Kei Chiong Ka-kei has been breaking down barriers all season and yesterday the star apprentice forged to the front in the race for “leading local” honours as her claim helped to vault two four-year-olds through the Class Four glass ceiling.

Hong Kong’s first female jockey in 15 years, started the day tied on 26 wins with Keith Yeung Ming-lun, who was declared unfit to ride after race three, and convincing victories by Regency Darling and Molly’s Jade Star took her to 28 wins with 12 meetings remaining in what has been a tremendous rookie campaign.

Chiong could be sharing the stage with the likes of Joao Moreira and John Size at the season finale on July 10 as the leading rider of freelance and apprentice jockeys, and many feel that she could be in line for most popular jockey as well.

The 23-year-old’s seven-pound weight pull made a massive difference as she climbed aboard Regency Darling and Molly’s Jade Star, two horses lumped with big weights and seemingly stuck at the top of their grade and for whom getting weight off was critical.

“He had such a big weight, we weren’t confident, so we had to try something,” trainer Manfred Man Ka-leung said after Chiong brought Regency Darling across from a wide draw to lead and dictate.

Chiong admitted her game plan was relatively simple on Regency Darling, a lightly raced four-year-old that won first-up this term but will now head into Class Three with some momentum.

“He is a big horse, and he will travel pretty well for you – you have to ask him for that early speed but after that he will give you whatever he has got,” she said. “My plan was just to be handy and I just stuck to it.”

The same plan from a similar draw didn’t work out well at all on Molly’s Jade Star, with Chiong ending up posted three wide with no cover, yet the horse once derided by some as a non-winner still burst away for a dominant victory.
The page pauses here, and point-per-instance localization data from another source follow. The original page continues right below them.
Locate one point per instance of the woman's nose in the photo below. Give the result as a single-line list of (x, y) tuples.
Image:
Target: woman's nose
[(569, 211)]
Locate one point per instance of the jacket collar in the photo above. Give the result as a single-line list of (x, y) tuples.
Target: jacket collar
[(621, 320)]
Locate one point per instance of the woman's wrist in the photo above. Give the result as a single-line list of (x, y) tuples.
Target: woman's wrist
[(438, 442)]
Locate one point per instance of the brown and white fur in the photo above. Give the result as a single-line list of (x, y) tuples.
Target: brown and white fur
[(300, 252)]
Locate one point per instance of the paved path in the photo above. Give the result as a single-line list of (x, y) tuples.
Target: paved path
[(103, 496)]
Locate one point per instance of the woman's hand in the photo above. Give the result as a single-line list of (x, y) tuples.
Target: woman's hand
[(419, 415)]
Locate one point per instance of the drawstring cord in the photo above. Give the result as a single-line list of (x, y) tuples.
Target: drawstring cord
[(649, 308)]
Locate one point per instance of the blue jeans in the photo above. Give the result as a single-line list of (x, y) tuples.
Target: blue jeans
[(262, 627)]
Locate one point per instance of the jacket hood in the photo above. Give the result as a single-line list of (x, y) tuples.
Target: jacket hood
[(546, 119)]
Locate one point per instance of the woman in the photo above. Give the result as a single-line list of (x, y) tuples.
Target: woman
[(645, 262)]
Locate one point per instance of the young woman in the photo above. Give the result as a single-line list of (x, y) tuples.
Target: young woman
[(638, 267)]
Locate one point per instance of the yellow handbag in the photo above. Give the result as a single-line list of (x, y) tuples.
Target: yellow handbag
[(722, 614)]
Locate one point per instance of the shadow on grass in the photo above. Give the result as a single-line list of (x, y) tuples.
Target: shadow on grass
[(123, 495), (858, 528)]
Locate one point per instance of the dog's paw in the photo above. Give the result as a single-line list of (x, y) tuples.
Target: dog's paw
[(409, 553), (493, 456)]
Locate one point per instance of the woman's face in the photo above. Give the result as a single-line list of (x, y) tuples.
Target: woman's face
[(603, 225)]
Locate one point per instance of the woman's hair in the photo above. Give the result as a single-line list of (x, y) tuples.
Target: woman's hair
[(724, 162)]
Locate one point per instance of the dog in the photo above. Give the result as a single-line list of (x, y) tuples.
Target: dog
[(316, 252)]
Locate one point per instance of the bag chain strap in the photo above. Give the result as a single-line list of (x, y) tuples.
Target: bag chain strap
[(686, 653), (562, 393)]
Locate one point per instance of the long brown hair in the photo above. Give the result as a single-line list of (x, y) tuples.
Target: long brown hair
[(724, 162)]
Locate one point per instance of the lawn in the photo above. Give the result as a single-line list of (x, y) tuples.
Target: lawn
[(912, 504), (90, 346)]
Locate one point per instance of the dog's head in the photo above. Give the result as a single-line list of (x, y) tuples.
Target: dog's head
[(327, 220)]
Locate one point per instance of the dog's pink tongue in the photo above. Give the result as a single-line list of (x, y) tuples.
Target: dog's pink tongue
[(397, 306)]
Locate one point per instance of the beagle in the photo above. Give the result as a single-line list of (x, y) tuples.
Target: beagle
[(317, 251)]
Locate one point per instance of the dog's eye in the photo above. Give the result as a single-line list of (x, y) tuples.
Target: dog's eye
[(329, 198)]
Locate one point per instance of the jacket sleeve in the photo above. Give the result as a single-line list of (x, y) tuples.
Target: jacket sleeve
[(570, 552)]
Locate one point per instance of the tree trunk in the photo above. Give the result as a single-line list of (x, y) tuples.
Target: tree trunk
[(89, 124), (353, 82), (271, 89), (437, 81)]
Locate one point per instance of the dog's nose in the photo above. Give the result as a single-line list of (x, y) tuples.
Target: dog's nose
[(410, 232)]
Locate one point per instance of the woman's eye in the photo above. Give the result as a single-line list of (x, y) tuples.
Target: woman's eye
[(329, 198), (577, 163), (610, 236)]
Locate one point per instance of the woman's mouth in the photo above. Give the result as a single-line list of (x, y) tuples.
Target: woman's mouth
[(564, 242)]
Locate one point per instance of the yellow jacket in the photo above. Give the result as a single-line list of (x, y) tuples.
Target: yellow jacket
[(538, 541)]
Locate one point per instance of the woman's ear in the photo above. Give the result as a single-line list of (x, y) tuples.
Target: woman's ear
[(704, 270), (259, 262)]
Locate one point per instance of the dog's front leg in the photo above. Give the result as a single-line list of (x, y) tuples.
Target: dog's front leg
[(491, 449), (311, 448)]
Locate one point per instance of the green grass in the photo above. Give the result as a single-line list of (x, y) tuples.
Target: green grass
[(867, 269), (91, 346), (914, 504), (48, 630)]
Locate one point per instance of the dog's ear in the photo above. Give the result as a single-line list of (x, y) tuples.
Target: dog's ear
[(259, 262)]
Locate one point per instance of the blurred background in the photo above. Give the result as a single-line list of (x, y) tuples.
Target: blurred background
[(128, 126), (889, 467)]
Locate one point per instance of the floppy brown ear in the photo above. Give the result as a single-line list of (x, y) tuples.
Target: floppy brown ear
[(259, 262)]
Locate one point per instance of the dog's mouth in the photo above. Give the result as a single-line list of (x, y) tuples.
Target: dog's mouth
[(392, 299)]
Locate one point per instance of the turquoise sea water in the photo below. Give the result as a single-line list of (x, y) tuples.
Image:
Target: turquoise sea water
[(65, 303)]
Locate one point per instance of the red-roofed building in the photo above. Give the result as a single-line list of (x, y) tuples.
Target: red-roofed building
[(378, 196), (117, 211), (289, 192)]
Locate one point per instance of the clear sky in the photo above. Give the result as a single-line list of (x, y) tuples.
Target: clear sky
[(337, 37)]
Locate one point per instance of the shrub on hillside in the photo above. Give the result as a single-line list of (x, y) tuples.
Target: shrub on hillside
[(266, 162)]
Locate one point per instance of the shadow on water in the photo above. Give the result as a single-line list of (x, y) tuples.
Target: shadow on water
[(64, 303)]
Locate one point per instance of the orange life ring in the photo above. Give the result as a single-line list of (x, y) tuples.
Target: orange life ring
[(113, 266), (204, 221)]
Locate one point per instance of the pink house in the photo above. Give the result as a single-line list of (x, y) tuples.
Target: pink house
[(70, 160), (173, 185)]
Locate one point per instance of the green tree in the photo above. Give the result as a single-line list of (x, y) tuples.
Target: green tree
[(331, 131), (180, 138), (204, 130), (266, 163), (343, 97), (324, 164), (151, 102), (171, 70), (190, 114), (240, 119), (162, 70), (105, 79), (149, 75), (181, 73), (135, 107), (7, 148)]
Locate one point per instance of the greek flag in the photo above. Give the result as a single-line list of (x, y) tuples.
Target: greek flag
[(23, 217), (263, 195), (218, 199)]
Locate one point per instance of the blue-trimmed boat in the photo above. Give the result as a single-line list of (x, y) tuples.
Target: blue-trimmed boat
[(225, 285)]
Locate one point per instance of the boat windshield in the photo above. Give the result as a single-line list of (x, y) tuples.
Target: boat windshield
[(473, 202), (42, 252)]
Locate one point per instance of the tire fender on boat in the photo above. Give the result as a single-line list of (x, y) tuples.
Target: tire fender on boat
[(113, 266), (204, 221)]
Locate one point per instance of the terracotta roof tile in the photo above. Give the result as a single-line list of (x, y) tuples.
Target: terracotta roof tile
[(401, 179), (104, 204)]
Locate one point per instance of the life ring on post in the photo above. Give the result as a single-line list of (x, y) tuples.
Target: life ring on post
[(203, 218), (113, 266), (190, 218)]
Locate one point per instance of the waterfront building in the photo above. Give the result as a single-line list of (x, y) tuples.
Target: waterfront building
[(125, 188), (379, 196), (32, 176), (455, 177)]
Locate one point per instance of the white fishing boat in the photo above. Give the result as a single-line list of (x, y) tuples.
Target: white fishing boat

“Lucky we managed to get the girl to ride him, he needed that weight off his back to break through and go up in grade,” said trainer Ricky Yiu Poon-fai.

Molly’s Jade Star put together a remarkable streak of seconds this season – five in a row at one stage and six in total – but the way the chestnut rushed away with a Class Four win backed Yiu’s assessment that the gelding is headed higher.

“I really like this horse,” Yiu said. “He has been up since the start of the season and hasn’t run a bad race. He missed one race with lameness early but he just keep turning up. He has been fully fit all of that time and has held his condition really well. The way he won today, he can win again, but given how long and hard his season has been, we might give him a break and bring him back next season.”